El tema de la soledad y lo colectivo es otro de los focos esenciales para pensar los talleres y su auge. Hay una actividad que se realiza de a uno y en una búsqueda personal -escribir-, pero que se realiza necesariamente en la acción de otro -leer-: los talleres aparecen como esa instancia combinada, una actividad catártica por momentos.
"No creo que a los talleres vaya sólo gente que quiere convertirse en escritora. La gente va a expresarse. A todos les sirve terapéuticamente, para descubrir cosas de sí mismos, para poder decirlas. La literatura es una producción colectiva", dice Llach.
Kohan, por su parte, entiende esa búsqueda colectiva, pero la sufre porque lo que más le gusta de la escritura y la lectura es, precisamente, la soledad, "un alivio para las habituales presiones sociales que nos fuerzan permanente a tener que estar con otros".

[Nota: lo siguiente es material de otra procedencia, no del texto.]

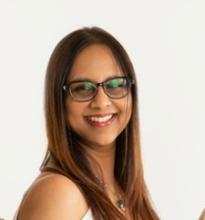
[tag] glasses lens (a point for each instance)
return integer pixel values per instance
(82, 90)
(117, 87)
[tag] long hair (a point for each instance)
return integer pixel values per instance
(66, 148)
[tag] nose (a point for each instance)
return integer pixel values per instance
(101, 100)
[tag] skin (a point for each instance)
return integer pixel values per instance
(53, 196)
(97, 63)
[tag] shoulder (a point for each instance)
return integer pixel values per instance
(51, 197)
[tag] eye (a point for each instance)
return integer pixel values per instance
(113, 83)
(89, 85)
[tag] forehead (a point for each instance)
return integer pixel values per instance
(95, 63)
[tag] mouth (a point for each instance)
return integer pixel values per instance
(101, 120)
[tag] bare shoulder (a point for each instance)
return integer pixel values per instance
(53, 197)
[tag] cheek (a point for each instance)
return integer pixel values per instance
(74, 113)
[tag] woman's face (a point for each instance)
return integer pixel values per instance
(97, 63)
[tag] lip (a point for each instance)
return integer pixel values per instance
(101, 124)
(101, 115)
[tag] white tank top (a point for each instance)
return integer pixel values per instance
(88, 215)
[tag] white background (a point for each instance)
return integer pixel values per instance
(165, 41)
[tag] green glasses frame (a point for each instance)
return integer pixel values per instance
(129, 82)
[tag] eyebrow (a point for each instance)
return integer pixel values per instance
(87, 79)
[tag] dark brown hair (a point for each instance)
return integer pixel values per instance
(65, 147)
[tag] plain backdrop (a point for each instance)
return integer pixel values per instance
(165, 41)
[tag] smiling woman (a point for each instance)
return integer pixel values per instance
(93, 167)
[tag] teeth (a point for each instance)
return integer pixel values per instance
(102, 119)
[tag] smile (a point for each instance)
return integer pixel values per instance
(101, 121)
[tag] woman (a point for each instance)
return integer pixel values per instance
(93, 167)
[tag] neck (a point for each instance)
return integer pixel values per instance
(105, 157)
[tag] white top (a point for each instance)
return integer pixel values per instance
(88, 215)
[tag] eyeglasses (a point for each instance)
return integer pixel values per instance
(85, 90)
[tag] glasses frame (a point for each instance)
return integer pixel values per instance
(130, 82)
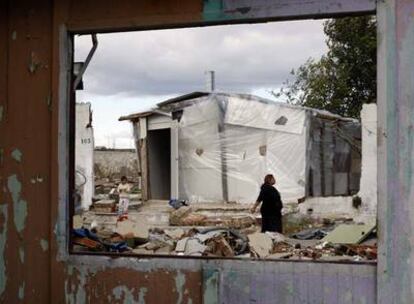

Entre los escritores y talleristas hay una constante: la escritura, señalan, es una tarea como cualquier otra y tiene sus avatares técnicos. Se entrena, como un deporte. Se aprende, como un oficio. En esa senda lo ubica también Gabriela Cabezón Cámara, que da talleres y acudió al de Laiseca, e hizo clínica con María Moreno. La autora -entre otros- del reciente La China Iron explica ante Infobae que ve, "semana a semana", que los talleres funcionan también en el modo espejo: "A las personas les sirve juntarse con otras que hacen, o quieren hacer, lo mismo que ellas y la periodicidad ayuda a producir". Y refuerza, como lo hace Virginia Cosin en sus talleres de Sprotivo Literario, la noción de la escritura como una tarea de entrenamiento.
Más allá del éxito y la constante falta de vacantes en sus talleres, Cosin dice a Infobae que no sabe si se trata de un boom ni entiende "porque alguien querría dedicarse a una actividad tan ingrata como la del escritor" en la que no se gana dinero y pocos alcanzan la celebridad.
La escritura, la literatura, esa búsqueda constante del yo, hacia adentro, es un camino de piedras. Pero sigue siendo, pese a todo, un camino cubierto con un aura especial. Los talleres están, gozan de buena salud y se nutren de aquellos que quieren hurgar en sí mismos y en el lenguaje, pero solo quedan aquellos que, al decir de Cosin, "descubren, aun con todas esas dificultades, el placer y el goce de la tarea".